By Stefan J. Bos, Chief International Correspondent BosNewsLife
BEIJING/WASHINGTON (BosNewsLife)– As Chinese President Hu Jintao’s state visit to the United States ended Friday, January 21, Chinese Christians and rights activists urged China to release jailed Christians, including a prominent human rights lawyer who defended house churches and other religious groups.
The call came amid new reports of Gao’s alleged torture in detention. Speaking a press conference in Washington, even Hu Jintao said China is a developing country before admitting, “…a lot still needs to be done in China in terms of human rights”.

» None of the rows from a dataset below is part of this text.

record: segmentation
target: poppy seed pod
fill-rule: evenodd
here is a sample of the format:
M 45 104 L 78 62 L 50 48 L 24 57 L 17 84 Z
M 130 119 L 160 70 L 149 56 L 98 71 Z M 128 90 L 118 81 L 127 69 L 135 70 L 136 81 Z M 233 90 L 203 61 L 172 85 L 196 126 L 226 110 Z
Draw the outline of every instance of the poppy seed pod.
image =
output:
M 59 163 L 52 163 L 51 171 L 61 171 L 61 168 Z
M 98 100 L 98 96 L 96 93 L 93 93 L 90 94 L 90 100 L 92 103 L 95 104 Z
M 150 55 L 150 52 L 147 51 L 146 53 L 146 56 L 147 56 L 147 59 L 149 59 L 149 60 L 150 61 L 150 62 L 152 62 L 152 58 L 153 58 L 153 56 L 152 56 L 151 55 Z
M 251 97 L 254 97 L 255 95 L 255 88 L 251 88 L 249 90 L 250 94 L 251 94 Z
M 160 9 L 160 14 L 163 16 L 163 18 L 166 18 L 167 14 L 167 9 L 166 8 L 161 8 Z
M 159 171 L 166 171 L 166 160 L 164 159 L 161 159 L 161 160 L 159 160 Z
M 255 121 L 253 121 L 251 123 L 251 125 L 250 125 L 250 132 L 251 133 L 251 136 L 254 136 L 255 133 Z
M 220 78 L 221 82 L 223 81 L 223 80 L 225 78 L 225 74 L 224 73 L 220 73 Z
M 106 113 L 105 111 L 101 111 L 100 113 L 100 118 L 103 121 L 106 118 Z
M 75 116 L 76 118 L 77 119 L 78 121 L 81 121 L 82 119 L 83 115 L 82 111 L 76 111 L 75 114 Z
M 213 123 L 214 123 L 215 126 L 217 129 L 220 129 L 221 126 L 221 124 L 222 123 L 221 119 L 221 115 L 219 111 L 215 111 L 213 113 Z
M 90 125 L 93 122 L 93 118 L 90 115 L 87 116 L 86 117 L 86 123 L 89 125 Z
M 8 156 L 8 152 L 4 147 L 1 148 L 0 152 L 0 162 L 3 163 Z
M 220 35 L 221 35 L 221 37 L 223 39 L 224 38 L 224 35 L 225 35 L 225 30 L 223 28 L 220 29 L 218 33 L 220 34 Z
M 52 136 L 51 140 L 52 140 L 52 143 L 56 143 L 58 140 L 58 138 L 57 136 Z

Fao said earlier that he had been beaten with pistols, tied up with plastic bags and, on one occasion, tortured incessantly for 48 hours. The prominent self-taught human rights lawyer, twice-nominated for the Nobel Peace Prize, first went missing on 4 February 2009.
Following a brief reappearance in March 2010, Gao went missing again on 20 April. “His current whereabouts are unknown,” confirmed Bob Fu, a former Chinese house church pastor who now leads Texas-based advocacy group Christian Aid Association.
At a Congressional press conference in Washington, he criticized recent remarks by U.S. Secretary of State Hillary Clinton who suggested that China and the U.S. are equal partners who need to cooperate more closely, especially on economic issues. “As long as Mr. Gao Zhisheng is still missing and brutally tortured for simply promoting human rights and rule of law, it is not appropriate to call that regime an equal partner in the same boat.”
THOUSANDS SIGN PETITION
He said some 150,000 people from all over the world, from over 185 nations, have spoken up, saying, “Free Gao! Let him come to the United States to be reunited  with his wife and two children.”
Fu explained that he had tried to halp the family resettle in Bangkok, Thailand, where he saw “the scars of Mr. Gao’s daughter, left by her two attempts at suicide, because she could not endure the suffering of listening to the torture stories of her dad.”
Gao’s wife, Geng He said recently she is demanding answers from the Chinese government following what she called new revelations of torture of her husband. Gao, who was once named one of China’s Top Ten Lawyers by the Ministry of Justice, first attracted
attention from authorities for defending cases of religious persecution, including house church leaders and Falun Gong practitioners. In 2007 he wrote an open letter to the United States Congress highlighting the reported use of torture by Chinese authorities.
OPEN LETTER
In China, an open letter signed by 19 Chinese human rights lawyers calling for an end to the use of torture in detention was released this week. The letter expresses grave concern at the harsh torture of Gao, and the treatment of Fan Yafeng, head of the Chinese Christian Human Rights Lawyers Association.
Rights groups say Fan was subject to “inhumane treatment” by police, including being hooded and beaten, during questioning in December 2010. Fan remains under strict house arrest in Beijing, activists say.
“A regime that would torture one of the most prominent Chinese constitutional law scholars, Fan Yafeng, is not worthy to be recognized as an equal partner in this boat” Bob Fu said in remarks obtained by BosNewsLife.
He said another “prisoners of faith” Li Heng was “tortured to death after his long-time imprisonment for the human rights cause…”
MORE CHRISTIAN PRISONERS
Fu also expressed concerns about other Christians, including Chen Guangcheng, jailed in his home, and Wang Bingzhang and Ping Ming who are serving life in prison “for simply being veterans in the fight for human rights and democracy”.
Additionally Fu mentioned prominent Uyghur Christian Alimujiang Yimiti, serving a 15 year sentence since 2009 for his involvement in an underground independent Christian church. He said “Human rights and religious freedom should be treated as just as important as economic and other interests.”
Christian Solidarity Worldwide, a major rights group investigating reports of religious persecution, said it had urged China to release all Christian prisoners. “As [Pesident] Hu Jintao returns to China from the U.S., CSW calls upon the Chinese President to live up to his commitment to do more in the name of human rights by releasing Gao Zhisheng and ending the house arrest of Fan Yafeng,” said CSW’s Chief Executive Mervyn Thomas in comments to BosNewsLife. “China’s rise in economic power must be matched by a commitment to abide by international and domestic law in the treatment of its citizens.”
Before the president’s admission that his country could at improve its human rights record, China’s Communist government often denied religious persecution saying the estimated 130 millions Christians are free to worship in state-backed churches. Most believers however prefer to worship outside official control in what are known as ‘house churches’, according to church groups.